OpenAI joined the browser wars this Tuesday with the launch of its AI-powered browser, ChatGPT Atlas. This browser shipped with several features that lean heavily on the company's language models.
The ChatGPT sidebar can be opened on any webpage to help you with summarizing content or analyzing data. Agent Mode, which allows the AI to interact with websites for you, is another core function, letting you delegate tasks directly. You can also call on ChatGPT from any text field, and the browser uses a memory feature to recall information across sessions.
Despite being bundled with a top-of-the-line LLM chatbot and other "advanced" features, there is still some basic browser stuff that is missing. For example, there is no support for user profiles, a standard for separating work and personal accounts.
The browser also lacks support for browser extensions, meaning your favorite password managers will not work. Other absent features include tab grouping for organization and any cross-platform availability (Atlas is macOS only, for now).
Now, OpenAI has confirmed that it is working on many of these omissions. In an X post, Adam Fry, OpenAI's Product Lead for Atlas, shared a list of short-term priorities. He acknowledged the team has been "heads down making it better" since launch. The planned fixes include multiprofile support, tab groups, an opt-in ad blocker, and a model picker in the sidebar. Here is the full list:
- Fix text entry for Japan and Korea
- Captive portal for Wi-Fi needs to work
- Multiprofile support
- Tab groups
- Model picker in Ask ChatGPT sidebar
- Multiple tab attachments in chat composer and improved @mentions UX
- Use projects from Ask ChatGPT sidebar
- Opt-in ad blocker
- Add a menu listing all shortcuts
- Bookmarks overflow menu (instead of scroll)
- Add speed bump before deleting all chats in Delete Browsing Data dialog
- Improve personalization of suggestions
- Keep improving agent time to first message
- Improve under-triggering of ChatGPT using agent mode
- Make agent "pause" state more reliable
- Improve chain-of-thought animation for different agent actions
- Improve cloud Excel and Google Drive use on agent
Other suggestions from users include making Agent Mode contextually aware, so it knows when to offer help, and automatically reopening pinned tabs on restart. And, perhaps most obvious, people are clamoring for cross-platform support for Windows and Android, which Fry confirmed are "critical" but "bigger efforts".

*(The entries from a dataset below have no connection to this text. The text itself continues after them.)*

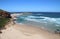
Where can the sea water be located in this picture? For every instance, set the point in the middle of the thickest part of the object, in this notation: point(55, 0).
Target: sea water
point(45, 20)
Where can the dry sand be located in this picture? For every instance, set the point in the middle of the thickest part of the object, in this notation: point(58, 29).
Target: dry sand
point(22, 31)
point(26, 32)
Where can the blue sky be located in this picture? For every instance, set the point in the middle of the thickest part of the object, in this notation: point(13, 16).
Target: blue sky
point(30, 5)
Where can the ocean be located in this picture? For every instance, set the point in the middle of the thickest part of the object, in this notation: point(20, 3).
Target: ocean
point(46, 20)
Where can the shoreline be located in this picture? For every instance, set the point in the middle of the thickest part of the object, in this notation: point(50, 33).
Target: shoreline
point(22, 31)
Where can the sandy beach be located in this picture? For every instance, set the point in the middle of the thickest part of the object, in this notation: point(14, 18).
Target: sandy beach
point(22, 31)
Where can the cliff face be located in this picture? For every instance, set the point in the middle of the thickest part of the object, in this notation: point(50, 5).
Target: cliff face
point(5, 14)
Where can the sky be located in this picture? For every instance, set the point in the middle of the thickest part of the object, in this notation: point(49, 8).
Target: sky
point(30, 5)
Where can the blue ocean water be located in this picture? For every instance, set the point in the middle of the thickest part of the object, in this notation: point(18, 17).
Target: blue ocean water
point(46, 20)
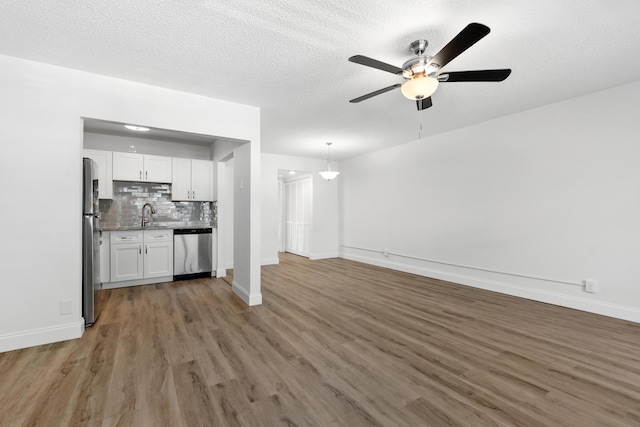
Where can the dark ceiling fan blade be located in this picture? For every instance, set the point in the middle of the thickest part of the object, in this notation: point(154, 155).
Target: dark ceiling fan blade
point(424, 103)
point(378, 92)
point(475, 76)
point(369, 62)
point(469, 36)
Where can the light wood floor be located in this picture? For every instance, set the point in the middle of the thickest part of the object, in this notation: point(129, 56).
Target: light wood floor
point(336, 343)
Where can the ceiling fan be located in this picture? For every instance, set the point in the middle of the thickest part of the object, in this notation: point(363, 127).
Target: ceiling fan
point(423, 73)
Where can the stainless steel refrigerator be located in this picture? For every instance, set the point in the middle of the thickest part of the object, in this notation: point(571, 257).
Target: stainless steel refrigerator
point(91, 285)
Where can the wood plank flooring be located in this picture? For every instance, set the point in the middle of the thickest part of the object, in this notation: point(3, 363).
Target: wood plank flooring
point(336, 343)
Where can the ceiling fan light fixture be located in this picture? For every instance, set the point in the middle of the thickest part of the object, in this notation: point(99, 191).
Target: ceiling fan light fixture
point(419, 87)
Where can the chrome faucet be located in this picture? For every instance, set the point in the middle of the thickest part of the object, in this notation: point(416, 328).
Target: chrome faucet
point(145, 221)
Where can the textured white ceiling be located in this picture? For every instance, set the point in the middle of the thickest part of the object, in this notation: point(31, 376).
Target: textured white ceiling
point(290, 57)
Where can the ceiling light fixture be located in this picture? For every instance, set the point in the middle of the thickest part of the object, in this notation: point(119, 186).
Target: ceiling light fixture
point(420, 86)
point(329, 174)
point(137, 128)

Like it or not, it seems AI browsers are here to stay. Basically, every major browser (Google Chrome, Mozilla Firefox, Microsoft Edge) is incorporating AI in some form.
But we have seen smaller players like Vivaldi swim against the tide by refusing to bake in AI to protect user choice. Another recent example is Tor browser (a Firefox fork) removing AI and ML features that are present in the upstream Firefox code, citing privacy concerns.